Faulty sort algorithm. Please help! Odd even sort

I’m trying to create an odd-even sort algorithm in CUDA, but the one I created works partially only.

here’s the code

__global__ void oddevensort(int *in, int *out, int size)

{

	bool oddeven=true;

	bool swappedodd=true;

	bool swappedeven=true;

	while(true)

	{

  if(oddeven==true)

  {

  	__syncthreads();

  	swappedodd=false;

  	int idx=threadIdx.x;

  	if(idx<(size/2))

  	{

    if (in[2*idx]>in[2*idx+1])

    {

    	swap(in[2*idx],in[2*idx+1]);

    	swappedodd=true;

    }

  	}

  	__syncthreads();

  }

  else

  {

  	__syncthreads();

  	swappedeven=false;

  	int idx=threadIdx.x;  	

  	if(idx<(size/2)-1)

  	{

    if (in[2*idx+1]>in[2*idx+2])

    {

    	swap(in[2*idx+1],in[2*idx+2]);

    	swappedeven=true;

    }

  	}

  	__syncthreads();

  }

  if(!(swappedodd||swappedeven))

    break;

  oddeven=!oddeven;//switch mode of sorting

	}

	__syncthreads();

	int idx=threadIdx.y*blockDim.x+threadIdx.x;

	if ( idx <size )

  out[idx]=in[idx];

}

i tried sorting an array of consecutive numbers in descending order and it worked.

However, when I tried random numbers in random order, the code did not function as expected.

Can anyone help me with this?

For more info on Odd-even sort, look at this.

http://en.wikipedia.org/wiki/Odd-even_sort

I am pretty new to this CUDA thing myself, so my answer may be off…

Initially, I assumed that you are scheduling more than 1 block simultaneously, i.e. your array is bigger than 512 elements. But this is apparently not be the case when inspecting your code closely. I am not seeing any use of the blockIdx variable.

Your definition of idx differs inside and outside the while() loop.

int idx=threadIdx.x;

int idx=threadIdx.y*blockDim.x+threadIdx.x;

This confuses me. The second definition of idx suggests a 2-dimensional thread block. The only way I see this working if your blockDim.y is exactly 2 and blockDim.x is half the number of array elements per thread block.

But for each threadIdx.x there are two threads running, one of which would not be required for sorting, just for producing the out array. Isn’t this wasting a lot of GPU resources?

Also there might be race conditions among the two threads with identical threadIdx.x (between the comparison and the actual swap). For example because both instances initially find a reason to swap and both threads then swap the values. ;) This may be your sorting bug.
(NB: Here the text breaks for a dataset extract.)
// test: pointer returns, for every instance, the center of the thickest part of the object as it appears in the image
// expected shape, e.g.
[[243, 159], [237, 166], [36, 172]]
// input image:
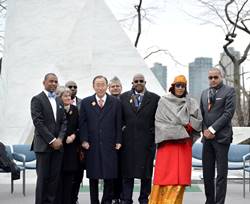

Then there’s one more problem that concerns your boolean state variables. How do you make sure that you only terminate when ALL threads report no swapping? Right now you set the swap states to false quite independently in each indidual thread. This may cause quite some confusion. You need to have some means of determining that none of the threads have swapped during the last iteration. Maybe some atomic counters instead of booleans where you count the number of non-swap events? But my CUDA knowledge is not enough to help you with this. Also it is my understanding that the termination variable must be in a block-shared scope, not thread-local.

If swappedodd and swappedeven were shared variables AND you also did a __synchthreads() after setting it to false, this might work. Any expert opinions on this?

The following applies if you intend to work on large arrays of >512 elements that require sending many blocks to the GPU. Isn’t it that each thread block works separately and independently on its assigned Streaming Multiprocessor? Hence each block will independently evaluate the termination condition - that means each block would stop when the contained elements are sorted, but the check may fail when checking across block boundaries.

When two independent thread blocks actually try to compare values across the block boundary, this will not happen in a synchronized manner because the __syncthreads() intrinsic only synchronizes all the threads belonging to the same thread block - but never across blocks. So for example the neighbor block may not even have started sorting yet when you perform the comparison.

Termination of the entire kernel forces synchronization across all thread blocks, so the only solution I see is to make an entire new invocation of the kernel. My take is that you will need an outer loop across several (possibly MANY) kernel invocation to correctly sort (and swap) element pairs that are crossing block boundaries. By offsetting the block boundaries on each kernel invocation (similar to the odd/even approach) you may get better results.

Here’s how to fix your bug (hopefully):

  • reduce the Y dimension of the thread block to 1. Make each thread copy 2 values into the out array instead.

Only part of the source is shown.